He laughed and said, "They stick it till all's blue, night and day. What they hate are fatigues and carrying up the shells for other batteries. They'll work till they drop, serving their own guns."
He looked over to Lens and said, "We'll soon have old Fritz out of that." I think they were some of his shells that I saw bursting behind the Bois de Riaumont.
All through this battle our airmen have been untiring, too. Two of our men, a pilot and an observer, were attacked by a squadron of twenty-eight hostile machines, and the pilot was grievously wounded. He was badly hit in the leg, and one of his eyes hung only by a thread. But, with a supreme act of courage, he kept control of his machine and landed safely. He was dying when he was helped on to a stretcher and brought home to camp; but he made his report very clearly and calmly until he was overcome by the last faintness of death.
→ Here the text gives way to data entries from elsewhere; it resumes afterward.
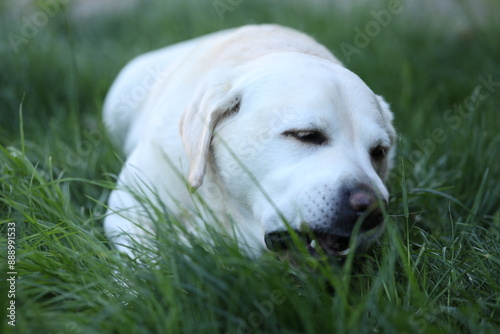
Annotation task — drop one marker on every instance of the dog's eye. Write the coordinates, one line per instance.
(314, 137)
(378, 153)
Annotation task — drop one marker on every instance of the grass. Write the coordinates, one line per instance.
(437, 268)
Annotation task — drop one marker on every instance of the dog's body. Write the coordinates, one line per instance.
(265, 123)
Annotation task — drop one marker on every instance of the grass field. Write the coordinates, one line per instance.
(436, 270)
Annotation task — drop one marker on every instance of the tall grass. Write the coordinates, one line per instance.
(436, 269)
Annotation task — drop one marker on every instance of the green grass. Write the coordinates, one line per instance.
(437, 268)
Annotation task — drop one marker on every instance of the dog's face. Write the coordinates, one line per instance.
(296, 140)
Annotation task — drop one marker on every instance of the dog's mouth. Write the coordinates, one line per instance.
(321, 243)
(316, 244)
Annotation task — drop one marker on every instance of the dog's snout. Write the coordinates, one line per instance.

Our men have still most bloody fighting before them. The enemy is still in great strength. We shall have to mourn most tragic and fearful losses. But the tide of battle seems to be setting in our favour, and beating back against the walls of the German armies, who must hear the approach of it with forebodings, because the barriers they built have broken and there are no impregnable ramparts behind.
VI
THE SLAUGHTER AT LAGNICOURT
April 16
What happened at Lagnicourt yesterday is one of the bloodiest episodes in all this long tale of slaughter. At 4.30, before daybreak, the enemy made a very heavy attack upon our lines, where we are far beyond the old system of trenches and for a time in real open warfare of the old style, which I, for one, never believed would come again. The enemy's lines were protected with a new belt of barbed wire, without which he can never stay on any kind of ground; but it was this which proved his undoing. His massed attack against Australian troops had a brief success. Battalions of Prussian Guards, charging in waves, broke through our forward posts, and drove a deep wedge into our positions. Here they stayed for a time, doing what damage they could, searching round for prisoners, and waiting, perhaps, for reserves to renew and strengthen the impetus of their attack. But the Australian staff officers were swift in preparing and delivering the counter-blow, which fell upon the enemy at 7.30. Companies of Australians swept forward, and with irresistible spirit flung themselves upon the Prussians, forcing them to retreat. They fell back in an oblique line from their way of advance, forced deliberately that way by the pressure and direction of the Australian attack. At the same time our batteries opened fire upon them with shrapnel as they ran, more and more panic-stricken, towards their old lines. The greatest disaster befell them, for they found themselves cut off by their own wire, those great broad belts of sharp spiked strands which they had planted to bar us off.